Durante as investigações, a Polícia Federal (PF) identificou ao menos seis imóveis vinculados ao esquema. Desses, quatro estão localizados em São Paulo e dois em Brasília, todos em regiões nobres e com características de alto padrão. No total, o valor estimado dos bens ultrapassa R$ 140 milhões, conforme levantamento divulgado pela imprensa.

Os investigadores destacaram que algumas transações teriam sido feitas de forma acelerada, o que levantou suspeitas sobre a origem dos recursos e a possível tentativa de ocultação patrimonial.

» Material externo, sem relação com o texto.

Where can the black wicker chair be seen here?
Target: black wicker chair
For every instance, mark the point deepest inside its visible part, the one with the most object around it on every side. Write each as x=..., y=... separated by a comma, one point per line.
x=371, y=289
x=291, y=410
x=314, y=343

A apuração segue em andamento, com o objetivo de esclarecer a natureza das negociações e identificar eventuais irregularidades.

O caso amplia a repercussão em torno da gestão do banco e reforça o trabalho de órgãos de controle no combate a práticas ilícitas envolvendo recursos públicos e privados. A descoberta do patrimônio milionário intensifica as investigações, que agora buscam rastrear o fluxo financeiro por trás das aquisições.

A operação também evidencia o uso de imóveis de luxo como instrumento em esquemas investigados, prática que costuma ser monitorada por autoridades em casos de suspeita de lavagem de dinheiro e enriquecimento ilícito.